Some studies adjusted for hypertension status( Reference Ikehara, Iso and Date 14 , Reference Nakamura, Ueshima and Okamura 15 , Reference Umesawa, Iso and Date 27 , Reference Nagata, Takatsuka and Shimizu 28 ), others for systolic blood pressure( Reference Tuomilehto, Jousilahti and Rastenyte 12 , Reference He, Ogden and Vupputuri 18 , Reference Stolarz-Skrzypek, Kuznetsova and Thijs 19 , Reference Tuomilehto, Jousilahti and Rastenyte 21 ) and a few of them for prescription of antihypertensive drugs( Reference Cohen, Hailpern and Fang 12 , Reference Stolarz-Skrzypek, Kuznetsova and Thijs 19 ). Only three studies did not make any adjustment for these variables( Reference Tunstall-Pedoe, Woodward and Tavendale 11 , Reference Yang, Liu and Kuklina 13 , Reference Geleijnse, Witteman and Stijnen 20 ). The RR of CVD mortality in the studies that adjusted for hypertension status was 1·13 (95 % CI 1·06, 1·19). In the studies that did not perform the adjustment, the RR was 0·99 (95 % CI 0·89, 1·12).

Gender

Five studies reported CVD mortality for men and women separately( Reference Tunstall-Pedoe, Woodward and Tavendale 11 , Reference Ikehara, Iso and Date 14 , Reference Stolarz-Skrzypek, Kuznetsova and Thijs 19 , Reference Tuomilehto, Jousilahti and Rastenyte 21 , Reference Nagata, Takatsuka and Shimizu 28 ). The pooled estimation for men was RR=1·11 (95 % CI 1·02, 1·20) and for women RR=1·15 (95 % CI 1·03, 1·27).

Nationality

The only available comparison in the study population is between the USA and Japan. Because all studies conducted in the USA used 24 h dietary recall and all studies conducted in Japan used FFQ, this comparison result is identical to the method of Na intake assessment.

Discussion

We found that higher Na intake was significantly associated with higher CVD mortality. Although the I 2 statistic suggested some level of heterogeneity among studies, we did not find publication bias and the results were demonstrated to be robust in the sensitivity and subgroup analyses (Fig. 5).

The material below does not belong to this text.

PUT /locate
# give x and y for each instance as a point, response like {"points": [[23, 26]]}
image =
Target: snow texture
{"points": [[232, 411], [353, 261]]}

Our study showed that one of the most important sources of heterogeneity was related to assessment of the exposure variable. Contrary to expectations and in accordance with a previous meta-analysis( Reference Strazzullo, D’Elia and Kandala 6 ), the studies that assessed Na consumption by 24 h urine collection were unable to find any significant association with CVD mortality. There are no data published in relation to the urine collection process in the studies included in our analysis. Possible reasons for this finding could be: (i) although the 24 h urine collection is the most objective indicator of Na intake, several factors can affect its validity (30 % within-person variability)( Reference Bentley 29 ) and (ii) this method mostly reflects the Na intake over the last 24 h. Taking into consideration the usual day-to-day variation, this method may not provide a reliable estimation of the actual average Na consumption over longer periods of time( Reference Flegal, Keyl and Nieto 30 ).

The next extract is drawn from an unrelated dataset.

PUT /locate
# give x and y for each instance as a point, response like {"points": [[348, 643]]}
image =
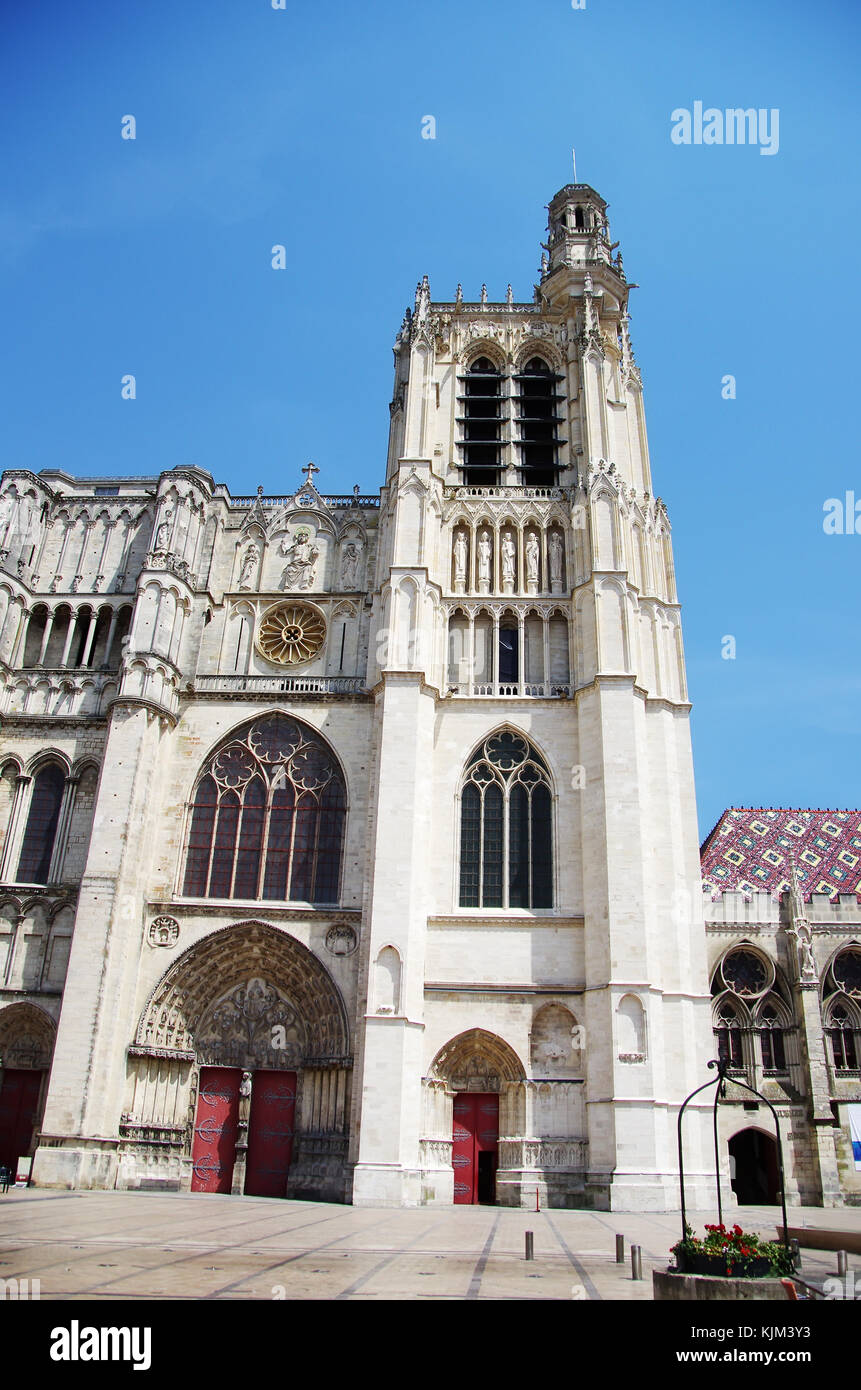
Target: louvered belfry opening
{"points": [[481, 417], [538, 401]]}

On the other hand, the studies that assessed Na intake by FFQ found a significant association with CVD mortality (RR=1·16; 95 % CI 1·07, 1·25). Although the assessment of Na intake by FFQ is not as accurate as that by 24 h urine collection, it may better reflect the average Na consumption since the exposure is assessed over a wider time frame (usually 6 months to 1 year)( Reference Cade, Thompson and Burley 31 ).

With regard to energy adjustment, epidemiological studies demonstrate that total energy intake is often related to CVD risk but also to physical activity and body size. Differences in disease incidence may also be related to metabolic efficiency and therefore to total energy intake( Reference Willett, Howe and Kushi 22 ). Because intakes of most specific nutrients are correlated with total energy intake, they may be non-causally associated with disease as a result of confounding by total energy intake. Therefore, several reports highlight the importance to adjust in epidemiological studies for the confounding effect of total energy intake to avoid falling into misinterpretation( Reference Willett and Stampfer 23 ). As known, total energy intake is also highly correlated with Na intake (correlation coefficient greater than 0·70 in most age groups); thus it is always advisable to adjust the Na intake for the total energy consumed( Reference Cohen, Hailpern and Fang 12 , 32 ).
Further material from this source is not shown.